Last year, it invested AED 92M in musician and businesswoman Rihanna’s intimate apparel venture Savage X Fenty. It also bought 80% of shares in IHC subsidiary International Energy Holding to expand its portfolio. In the third quarter, Multiply was added to the S&P UAE BMI Liquid 20/35 Capped Index and the S&P UAE Shariah Liquid 35/20 Capped Index.
The indexes track the performance of the most liquid and Sharia-compliant companies in the UAE as well as the S&P UAE BMI. Both the Chimera S&P UAE UCITS ETF and the Chimera S&P UAE Shariah ETF now include the company. “Multiply Group is well-positioned for 2023 and beyond to build on the strong performance of 2022 for a number of reasons,” chairman Andre Sayegh said… Firstly, the UAE economy is on strong growth momentum and secondly, corporate profitability will remain solid due to increasing economic activity that is supported by positive government regulations and projects.”
The UAE economy has made a significant recovery from the slowdown brought on by the coronavirus over the past two years, and the pace of economic momentum has continued to improve as a result of government initiatives, higher oil prices, a strong performance by the real estate sector, and a recovery in travel and tourism.

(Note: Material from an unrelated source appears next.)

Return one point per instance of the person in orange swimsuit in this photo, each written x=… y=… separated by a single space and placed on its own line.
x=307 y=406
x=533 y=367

The UAE Central Bank estimates that the GDP expanded by 3.9% in 2021 before rising by 7.6% last year, the highest rate in 11 years.
According to the Central Bank, the country’s economy would expand overall by 3.9% in 2023, while the non-oil sector will rise by an anticipated 4.2%. “Looking ahead, with a liquidity position of AED 34.97B in liquid assets and AED 1.03B in cash and bank balances, moderate debt, a global network of deal origination partners, and while building an in-house team of vertical experts, Multiply Group will continue to capitalise on market trends and remains in a strong position to carry on with its strategy of investing in transformative, cash-generating businesses that are exploring new revenue models in transitioning industries,” the company said.